Paul McCartney’s Secret Autobiography, In Song: His 25 Most Revealing Tracks

Chris Willman
Stop The Presses! (NEW)

Of the Beatles, it's John Lennon who typically gets credit for writing songs about "lovers and friends I still can recall." Sir Paul McCartney? Not nearly so confessional, at least according to the conventional wisdom. How much personal detail is anyone going to find in "Ob-la-Di, Ob-la-Da," "Live and Let Die," or "The Girl is Mine"?

But as Sir Paul turns 70, it's time for Lennon-favoring detractors as well as fans to face up to the fact that Macca has left us a secret autobiography, in song, without ever having set pen to paper for an official memoir. His wives, parents, children, and childhood—and yes, even his oft-fractious relationship with Lennon—have all been covered in his music, even if he's tended to be a bit more opaque about it. Here's a look back at his life through his own songwriting:

Songs About John Lennon


McCartney has acknowledged taking a swipe at his former partner in this track from Ram, his second post-Beatles release. "'Too many people preaching practices.' I felt that was true of what was going on with John. 'Do this, do that, do this, do that.'... He'd been doing a lot of preaching, and it got up in my nose a little bit. I wrote 'Too many people preaching practices'… I mean, that was a little dig at John and Yoko. There wasn't anything else on it that was about them." He then went on to correct himself. "Oh, there was 'Yoko took your lucky break and broke it in two.'" Yes, he'd actually named Yoko Ono in a lyric of the tune before he wisely thought better of it.

"DEAR FRIEND" (1972)

On the first Wings album, the otherwise pastoral Wild Life, Paul seemed to again have a bee in his bonnet about John,though he took a slightly more conciliatory tone, as the title would indicate. "'Dear Friend' was written about John, yes," he later allowed. "I don't like grief and arguments, they always bug me. Life is too precious, although we often find ourselves guilty of doing it. So after John has slagged me off in public, I had to think of a response, and it was either to be [to] slag him off in public—some instinct stopped me, which I'm really glad about—or do something else. So I worked on my attitude and wrote 'Dear Friend,' saying, in effect, let's lay the guns down, let's hang up our boxing gloves." Still, with lines like "Are you a fool?," well, it didn't seem like the gloves were completely off.

"HERE TODAY" (1982)

In the first and most famous of several songs McCartney wrote about Lennon after his death, he sings that he's "holding back the tears no more," but also cheekily acknowledges that if John were "here today," "you'd probably laugh and say that we were worlds apart." He later said, "I'm talking to John in my head. It's a conversation we didn't have." But he believes that they could have, having reconciled somewhat before Lennon's death. "It was the saving grace. Because it got a bit sticky after the Beatles. No, we were really good mates again."
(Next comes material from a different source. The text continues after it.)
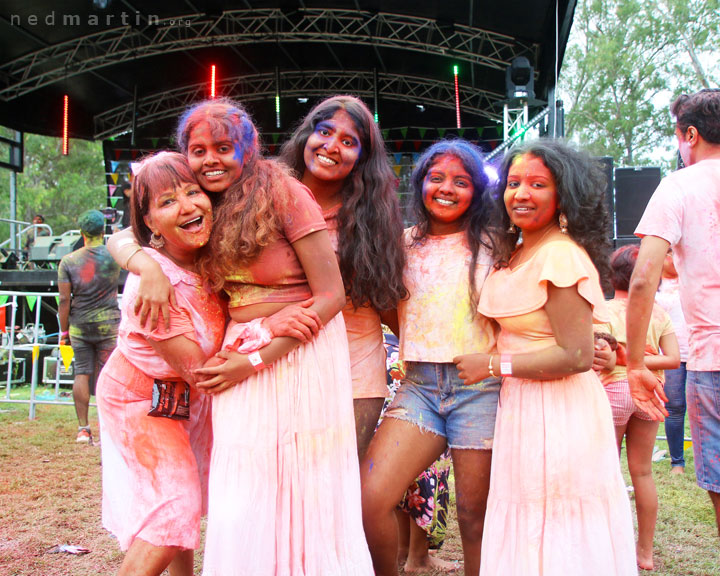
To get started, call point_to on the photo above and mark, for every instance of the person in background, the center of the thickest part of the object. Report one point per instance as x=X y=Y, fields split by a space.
x=88 y=311
x=631 y=423
x=683 y=214
x=668 y=297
Flaming Pie was the first album McCartney worked on after the Beatles' Anthology project, and the Fabs were clearly on his mind, starting with the album title, which took its name from a famous Lennon quote. And in this opening track, McCartney fondly recalls his songwriting and philosophical "jawing" sessions with his late partner.

Songs About Linda McCartney


Probably the simplest tune McCartney ever wrote, with the possible exception of the even shorter "Her Majesty."

"DEAR BOY" (1971)

From the just-reissued Ram, this is the one most frequently mistakenly assumed to be about Lennon. In fact, the "boy" being patronizingly addressed was Linda's first husband, Joseph See (who may also have been the "Jo" from Tucson, Arizona in "Get Back"). "'Dear Boy' wasn't getting at John, [it] was actually a song to Linda's ex-husband: 'I guess you never knew what you had missed.' I never told him that, which was lucky since he's since committed suicide," McCartney said. "And it was a comment about him, 'cause I did think, 'Gosh, you know, she's so amazing, I suppose you didn't get it.'… 'Dear Boy' was my attempt at an autobiography about myself and how lucky I was to have Linda. I never realized how lucky I was to have her until I began writing the song." It was one of four songs Paul wrote for Linda that were performed by the Brodsky Quartet at her funeral—the other three being "My Love," "Golden Earth Girl," and "Calico Skies."


Even after McCartney was with Heather Mills, he was still writing songs in tribute to his late wife, like this Driving Rain number that memorialized the first time he introduced himself to the great love of his life. "I met Linda in a club and I always thought years after, particularly after she died, that if I hadn't stood up that night in a club we might never have met again... I wouldn't normally stand up as someone was about to leave and say 'Er, excuse me, hello.…' I didn't normally do that but it was just one of those things that I felt I just had to do that night: 'Hi, um, I'm Paul, who are you?'... We were in The Bag O'Nails and we said we'd meet up in The Speakeasy. Which we did... It must have been some sort of magic that made me do that. Because if I hadn't done that I might not have met her again."

Songs About Heather Mills

"HEATHER" (2001)

He got off to a sweet start with his second wife, musically, with this track from Driving Rain. One morning, he said when the album came out, "'I'd got up and was just jamming on the piano and Heather, who doesn't know all of the Beatles' songs because she's young, said 'That's great—which Beatles song is that?' I said 'It's not, I'm just making it up.' And she's like 'What? Now? Making it up now?' Suddenly she's saying 'Get it down! You've got to get that down, get it on a tape, now!' I'm saying 'No, it's OK, I'm just noodling,' but she's insisting... so we found a little dictaphone and played it into that. And then she said 'By the way, what's it called?' 'Oh,' I said, 'It's called 'Heather''."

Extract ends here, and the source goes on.